Mais cela suffit pour ce jour. Alors, quel hommage ? Un seul, une ligne : Werner Lambersy était mon père. Il m’a insufflé le métier, sa fierté, son endurante exigence… Pas l’amour du Beau, non – n’importe quel antiquaire, n’importe quel designer, n’importe quel historien de l’art, urgentiste ou armurier peut l’inculquer – mais bien l’art d’aimer la beauté, et de s’émouvoir de cet état. Attentifs, vous aurez remarqué qu’à aucun moment je n’ai parlé de moi. J’ai parlé de celui qui forma mon regard et mon entourage en me mettant au contact de ceux qui me composent encore, mort ou vifs. J’ai parlé de ce père par la voix du fils. Je vous ai parlé de Werner Lambersy poète, passeur, transmetteur, colonne harmonique entre l’Univers et les vivants, de Werner Lambersy maillon factuel, par ses fonctions, vecteur, ciment, au même titre que le fut Léo Beeckman, parce qu’ils furent cette fraternité.

 

Retenons que si Werner Lambersy est une voix essentielle de la poésie francophone, c’est parce qu’il écrit depuis un lieu où réalité et fiction sont une seule matière en fusion de laquelle s’extrait le mouvement, le flux, l’universelle fertilité des chocs entre les corps animés.
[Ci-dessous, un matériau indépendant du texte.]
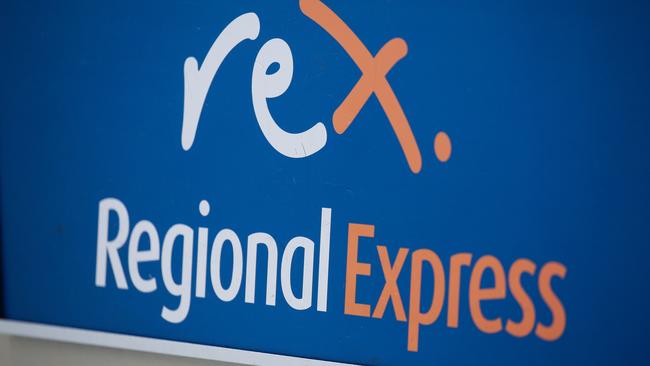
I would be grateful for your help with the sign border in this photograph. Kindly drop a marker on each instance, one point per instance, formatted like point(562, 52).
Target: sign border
point(152, 345)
Retenons que Werner, comme il tenait la plume, a tenu la main de ses contemporains, non pour les empêcher de trébucher – la chute fait partie de l’apprentissage du métier -, mais pour les amener à saisir à la fois et au même moment le sens de la chute autant que le sens de cette main qui n’a pas lâché.

 

Puis il y eu ce jour où je l’ai embrassé. Pour la première fois, je savais que nous ne nous reverrions pas. Il n’y avait plus, comme il le répétait, qu’à attendre l’arrivée du plus grand des Maîtres. L’attente permet d’observer, donc de connaître. « On attend » : la poésie n’est pas dans l’action elle-même, mais dans la capacité à extraire l’essence de ce Poème-Rêve dans lequel nous vivons.

 

Ce n’est pas sous le ridicule prétexte de ta mort que je cesserai de te parler

Quelques petites choses à murmurer à l’oreille des mourants.